Tuesday, September 7, 2010

Systems As Planned Organizational Change

You’ve ever asked yourself what’s an information system? Majority would say that it’s a computer program, but of course not a system analyst! Technically speaking, an I.S (common acronym for an information system) is : interrelated components working together to collect, process, store and disseminate information to support decision making, coordination, control, analysis  and visualization in an organization. Well, I might not sound technical because maybe you expected some I.T jargon. The technicality comes in when manager thinks of implementing an I.S in his organization.
Development of an IS is an organizational planned change. Anyone with the title of a manger must know the meaning of planning-addressing the future of a firm with regard to what the organization needs to do to actualize its goals in the future.

The planning process may even unveil unseen hurdles, which would have slowed down or terminated the organizational change in question.

There are four types of structural organizational changes enabled by information technology:

  • Automation
  • Re-engineering
  • Rational
  • Paradigm Shift

This is the common type of IT enabled organizational change. The first automation systems involved assisting employees carrying out tasks effectively. Customers too enjoy the fruits of automation through effective and quality services & products. A local example of an automation system is the Safaricom’s M-pesa service. The system achieved its goal perfectly. Can you just imagine sending and receiving money by just a press of button? Other organizations have introduced the service too. E.g. Zain (Zap), Yu (Yu cash), Family Bank (Pesa Pap!).


This is a deeper form of organizational change. It involves streamlining of procedures. Organizations vary in procedures. Supermarkets use retail management systems to handle stock, either selling or taking stock. Assuming there’s no system, the whole process would be one hell of a task! Thanks to IT for the R.M.S.


This is the most powerful organizational change. It involves analyzing, simplifying, & redesigning business process (unique ways in which organizations coordinate & organize work activities, information, and knowledge to produce a product or service).
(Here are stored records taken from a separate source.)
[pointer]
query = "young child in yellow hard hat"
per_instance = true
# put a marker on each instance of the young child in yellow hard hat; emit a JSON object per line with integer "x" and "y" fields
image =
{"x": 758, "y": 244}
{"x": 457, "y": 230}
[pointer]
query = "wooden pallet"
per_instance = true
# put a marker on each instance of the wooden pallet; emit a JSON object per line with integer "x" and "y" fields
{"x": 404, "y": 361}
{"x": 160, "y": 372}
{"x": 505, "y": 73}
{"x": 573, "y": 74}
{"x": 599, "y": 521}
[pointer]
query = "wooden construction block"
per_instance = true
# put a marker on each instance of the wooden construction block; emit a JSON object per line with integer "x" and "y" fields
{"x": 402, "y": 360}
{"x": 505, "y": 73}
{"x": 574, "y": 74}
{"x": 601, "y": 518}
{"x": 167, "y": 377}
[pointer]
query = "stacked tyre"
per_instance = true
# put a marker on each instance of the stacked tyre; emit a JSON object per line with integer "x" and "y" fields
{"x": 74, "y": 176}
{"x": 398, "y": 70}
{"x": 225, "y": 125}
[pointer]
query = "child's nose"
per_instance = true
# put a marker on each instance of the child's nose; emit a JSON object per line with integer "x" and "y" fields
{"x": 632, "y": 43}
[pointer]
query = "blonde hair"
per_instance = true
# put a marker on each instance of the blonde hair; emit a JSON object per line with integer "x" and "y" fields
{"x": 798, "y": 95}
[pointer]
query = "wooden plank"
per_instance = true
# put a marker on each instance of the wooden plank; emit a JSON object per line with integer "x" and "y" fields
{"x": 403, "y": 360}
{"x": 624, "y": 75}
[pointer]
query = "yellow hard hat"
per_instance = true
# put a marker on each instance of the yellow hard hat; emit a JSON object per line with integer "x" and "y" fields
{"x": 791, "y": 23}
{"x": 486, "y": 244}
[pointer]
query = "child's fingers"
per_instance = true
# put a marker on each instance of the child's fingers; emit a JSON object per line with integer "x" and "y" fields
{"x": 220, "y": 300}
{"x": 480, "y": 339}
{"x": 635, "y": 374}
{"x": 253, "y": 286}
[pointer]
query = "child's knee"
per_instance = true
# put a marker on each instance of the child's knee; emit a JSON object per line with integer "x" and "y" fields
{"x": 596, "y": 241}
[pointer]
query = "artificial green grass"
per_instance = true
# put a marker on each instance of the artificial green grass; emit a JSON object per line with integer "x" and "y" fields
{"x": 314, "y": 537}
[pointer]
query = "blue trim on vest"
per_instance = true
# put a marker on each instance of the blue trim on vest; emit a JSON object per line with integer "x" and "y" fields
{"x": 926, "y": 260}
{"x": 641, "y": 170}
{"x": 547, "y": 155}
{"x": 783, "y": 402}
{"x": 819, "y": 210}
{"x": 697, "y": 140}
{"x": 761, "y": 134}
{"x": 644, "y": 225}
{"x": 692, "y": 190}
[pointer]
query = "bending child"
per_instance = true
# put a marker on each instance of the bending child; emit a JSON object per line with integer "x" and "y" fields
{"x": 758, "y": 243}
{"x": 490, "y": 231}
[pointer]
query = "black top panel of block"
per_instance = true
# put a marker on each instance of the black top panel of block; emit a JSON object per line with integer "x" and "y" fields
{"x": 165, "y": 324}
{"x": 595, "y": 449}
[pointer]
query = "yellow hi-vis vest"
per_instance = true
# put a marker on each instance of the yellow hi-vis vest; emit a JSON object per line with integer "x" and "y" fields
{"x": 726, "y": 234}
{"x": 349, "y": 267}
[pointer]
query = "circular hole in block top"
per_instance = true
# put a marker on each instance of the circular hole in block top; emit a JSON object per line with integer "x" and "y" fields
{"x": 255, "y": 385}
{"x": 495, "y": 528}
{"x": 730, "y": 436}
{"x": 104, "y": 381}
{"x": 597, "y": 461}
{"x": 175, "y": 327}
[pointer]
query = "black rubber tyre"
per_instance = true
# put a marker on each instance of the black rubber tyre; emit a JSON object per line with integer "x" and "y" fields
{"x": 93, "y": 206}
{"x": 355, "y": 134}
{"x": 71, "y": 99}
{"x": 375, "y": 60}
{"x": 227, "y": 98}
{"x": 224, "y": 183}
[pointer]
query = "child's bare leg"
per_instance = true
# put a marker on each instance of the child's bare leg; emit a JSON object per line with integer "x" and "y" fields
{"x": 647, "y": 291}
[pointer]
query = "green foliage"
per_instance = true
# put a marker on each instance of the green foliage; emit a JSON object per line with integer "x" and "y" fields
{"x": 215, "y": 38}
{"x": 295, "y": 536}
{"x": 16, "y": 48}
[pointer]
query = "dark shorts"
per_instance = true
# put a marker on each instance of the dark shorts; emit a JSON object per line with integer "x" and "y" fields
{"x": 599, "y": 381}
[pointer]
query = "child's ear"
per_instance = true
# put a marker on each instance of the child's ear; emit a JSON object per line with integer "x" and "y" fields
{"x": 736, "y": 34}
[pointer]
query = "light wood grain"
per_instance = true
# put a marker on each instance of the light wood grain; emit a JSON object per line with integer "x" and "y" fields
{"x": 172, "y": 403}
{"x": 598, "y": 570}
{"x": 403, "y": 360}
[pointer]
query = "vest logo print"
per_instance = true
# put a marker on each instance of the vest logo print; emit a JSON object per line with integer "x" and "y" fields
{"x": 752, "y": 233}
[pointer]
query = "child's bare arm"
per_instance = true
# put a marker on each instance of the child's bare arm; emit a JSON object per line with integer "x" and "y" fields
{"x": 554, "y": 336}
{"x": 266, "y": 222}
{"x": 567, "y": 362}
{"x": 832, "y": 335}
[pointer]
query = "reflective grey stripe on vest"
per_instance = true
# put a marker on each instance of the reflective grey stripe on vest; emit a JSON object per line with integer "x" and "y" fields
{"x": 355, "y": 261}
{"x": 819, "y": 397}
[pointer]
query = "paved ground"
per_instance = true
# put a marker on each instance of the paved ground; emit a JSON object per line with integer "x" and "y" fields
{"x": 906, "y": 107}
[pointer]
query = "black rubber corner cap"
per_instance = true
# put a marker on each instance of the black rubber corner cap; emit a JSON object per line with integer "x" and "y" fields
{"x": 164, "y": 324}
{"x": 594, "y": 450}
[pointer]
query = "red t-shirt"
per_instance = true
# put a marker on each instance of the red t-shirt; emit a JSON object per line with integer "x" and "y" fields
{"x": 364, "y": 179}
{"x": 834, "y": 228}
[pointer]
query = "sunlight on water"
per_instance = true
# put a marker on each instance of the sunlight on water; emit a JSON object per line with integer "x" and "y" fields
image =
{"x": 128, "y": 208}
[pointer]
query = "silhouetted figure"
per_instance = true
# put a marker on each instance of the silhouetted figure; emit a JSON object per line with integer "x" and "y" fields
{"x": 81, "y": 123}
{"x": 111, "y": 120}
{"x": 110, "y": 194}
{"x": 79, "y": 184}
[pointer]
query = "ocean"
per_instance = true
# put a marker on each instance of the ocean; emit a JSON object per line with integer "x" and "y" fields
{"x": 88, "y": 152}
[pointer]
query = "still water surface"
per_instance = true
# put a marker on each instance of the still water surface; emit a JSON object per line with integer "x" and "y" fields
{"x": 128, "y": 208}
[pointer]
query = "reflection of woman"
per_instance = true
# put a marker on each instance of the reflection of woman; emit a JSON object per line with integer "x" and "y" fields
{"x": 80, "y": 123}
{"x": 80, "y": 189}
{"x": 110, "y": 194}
By doing so, an organization improves speed, service & quality. Business re-engineering reorganizes work flows, combining steps to cut waste & eliminating repetitive, paper-intensive task. The job might be eliminated too. Here’s an international example involving Ford Motor Company.
Accounts Payable Clerks used to spend most of their time resolving discrepancies between purchase orders, recovering documents & invoices. Ford re-engineered its accounts payable process, such that the purchase department enters an order into an online database that can be checked by the receiving department, when the ordered items arrive. If the goods match the purchase order, then the system automatically generates a check for accounts payable to send to the vendor. No need of venders to send invoices.

Paradigm shift

It involves rethinking, changing the business model & the nature of business. Paradigm shifts & re-engineering often fail because it’s difficult to orchestrate organizational change. Most organizations embrace these changes because the returns are awesome.
As I earlier said, any organizational including IT enabled ones, must be planned first to prevent any fallbacks. Organizational fallbacks maybe disastrous to the internal as well as external environments of an organization.